Thrive Earlier Detection said today it has raised $257 million in Series B financing toward advancing its CancerSEEK liquid biopsy test
CancerSEEK is a a DNA- and protein-based liquid biopsy designed to detect cancer by analyzing eight tumor specific genomic mutations in circulating tumor DNA (ctDNA) and cancer-associated protein biomarkers in plasma to identify abnormalities that are common across multiple cancers.
Thrive said its goal is to incorporate CancerSEEK into routine medical care, where it can detect more cancers at earlier stages.
In April, researchers from Thrive joined study collaborators from Johns Hopkins University School of Medicine and Geisinger Health to publish “Feasibility of blood testing combined with PET-CT to screen for cancer and guide intervention” in Science. The study by researchers from Johns Hopkins and Geisinger Health reported results from 10,006 women between ages 65-75 without a prior cancer history who were screened via an early version of CancerSEEK developed in 2016.
The study, also known as DETECT-A (Detecting cancers Earlier Through Elective mutation-based blood Collection and Testing), showed that in 9,911 women who completed the study, incorporating CancerSEEK more than doubled the percentage of cancers—from 25% to 52%—detected in women who were diagnosed compared to screening through current standard-of-care tests alone.
“With this financing, we are well-positioned to advance our test into a robust registrational trial and continue to work closely with key stakeholders to remove barriers to ensure timely access, including future reimbursement for CancerSEEK,” Thrive CEO David J. Daly said in a statement
According to the study, 17 cancers (65%) detected by Thrive’s blood test were identified at an early-stage as local or regional disease, allowing for earlier intervention and, if indicated, surgery. Thrive’s blood test detected cancers across 10 different organs, including seven organs that do not have standard-of-care screening tools available.
The specificity and positive predictive value (PPV) of blood testing alone were 98.9% and 19.4%, respectively, and combined with Thrive’s test, the specificity and PPV increased to 99.6% and 28.3%. The Thrive blood test’s sensitivity was 27.1% across all cancers and 31.1% for seven cancers with no screening options—including lymphoma, appendix, uterine, thyroid, kidney, ovary and cancers arising from an unknown primary site. Thrive’s test plus standard-of-care testing had a combined sensitivity of 52.1%.
Thrive was launched in May 2019 with $110 million in Series A financing as the largest-ever investment by a licensee of a technology developed at Johns Hopkins University.

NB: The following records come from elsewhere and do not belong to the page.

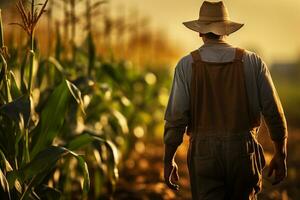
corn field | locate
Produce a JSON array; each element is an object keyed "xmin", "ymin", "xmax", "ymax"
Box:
[{"xmin": 0, "ymin": 0, "xmax": 170, "ymax": 199}]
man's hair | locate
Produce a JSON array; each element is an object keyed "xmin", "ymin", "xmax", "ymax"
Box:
[{"xmin": 200, "ymin": 32, "xmax": 221, "ymax": 40}]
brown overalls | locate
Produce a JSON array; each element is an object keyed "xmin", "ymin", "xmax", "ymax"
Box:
[{"xmin": 188, "ymin": 48, "xmax": 265, "ymax": 200}]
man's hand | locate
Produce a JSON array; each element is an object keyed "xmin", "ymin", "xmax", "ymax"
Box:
[
  {"xmin": 268, "ymin": 153, "xmax": 287, "ymax": 185},
  {"xmin": 164, "ymin": 160, "xmax": 179, "ymax": 191}
]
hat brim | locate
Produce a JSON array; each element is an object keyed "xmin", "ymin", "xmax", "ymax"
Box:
[{"xmin": 183, "ymin": 20, "xmax": 244, "ymax": 35}]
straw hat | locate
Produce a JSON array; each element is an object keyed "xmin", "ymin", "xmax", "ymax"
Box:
[{"xmin": 183, "ymin": 1, "xmax": 244, "ymax": 35}]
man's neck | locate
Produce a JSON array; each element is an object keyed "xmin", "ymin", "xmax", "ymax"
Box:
[{"xmin": 203, "ymin": 37, "xmax": 227, "ymax": 44}]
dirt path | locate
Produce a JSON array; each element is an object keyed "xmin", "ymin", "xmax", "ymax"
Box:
[
  {"xmin": 115, "ymin": 139, "xmax": 191, "ymax": 200},
  {"xmin": 114, "ymin": 127, "xmax": 300, "ymax": 200}
]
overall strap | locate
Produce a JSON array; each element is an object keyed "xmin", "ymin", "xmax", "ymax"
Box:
[
  {"xmin": 191, "ymin": 49, "xmax": 201, "ymax": 63},
  {"xmin": 234, "ymin": 48, "xmax": 245, "ymax": 61}
]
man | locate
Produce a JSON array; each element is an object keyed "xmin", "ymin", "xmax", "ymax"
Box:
[{"xmin": 164, "ymin": 1, "xmax": 287, "ymax": 200}]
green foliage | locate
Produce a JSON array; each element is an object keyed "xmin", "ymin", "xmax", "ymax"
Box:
[{"xmin": 0, "ymin": 1, "xmax": 169, "ymax": 199}]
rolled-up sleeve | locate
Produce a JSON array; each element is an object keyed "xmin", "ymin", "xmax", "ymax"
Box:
[
  {"xmin": 164, "ymin": 60, "xmax": 190, "ymax": 146},
  {"xmin": 257, "ymin": 58, "xmax": 288, "ymax": 141}
]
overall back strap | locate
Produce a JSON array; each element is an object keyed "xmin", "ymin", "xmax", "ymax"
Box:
[
  {"xmin": 234, "ymin": 48, "xmax": 245, "ymax": 61},
  {"xmin": 191, "ymin": 49, "xmax": 201, "ymax": 63}
]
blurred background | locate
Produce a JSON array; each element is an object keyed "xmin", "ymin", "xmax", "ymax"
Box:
[{"xmin": 0, "ymin": 0, "xmax": 300, "ymax": 200}]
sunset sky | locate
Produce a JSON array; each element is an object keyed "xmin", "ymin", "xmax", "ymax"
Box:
[{"xmin": 111, "ymin": 0, "xmax": 300, "ymax": 63}]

Thrive’s $257 million Series B financing was led by Casdin Capital—whose Chief Investment Officer and Founder Eli Casdin was appointed to Thrive’s board—and Section 32. Casdin currently serves on the board of Exact Sciences, a leader in the field of molecular screening for cancer.
Also participating in the financing round were new investors Bain Capital Life Sciences, Brown Advisory, Driehaus Capital Management, Intermountain Ventures, Janus Henderson Investors, Lux Capital, Moore Strategic Ventures, Perceptive Advisors, Rock Springs Capital, Sands Capital, funds, accounts advised by T. Rowe Price Associates, and other undisclosed investors. All of Thrive’s Series A investors returned to participate in the Series B financing.
“While there is more work ahead, it is clear that the future has now arrived. I’m excited to join the board and help in my small way to usher in this new era,” Casdin stated.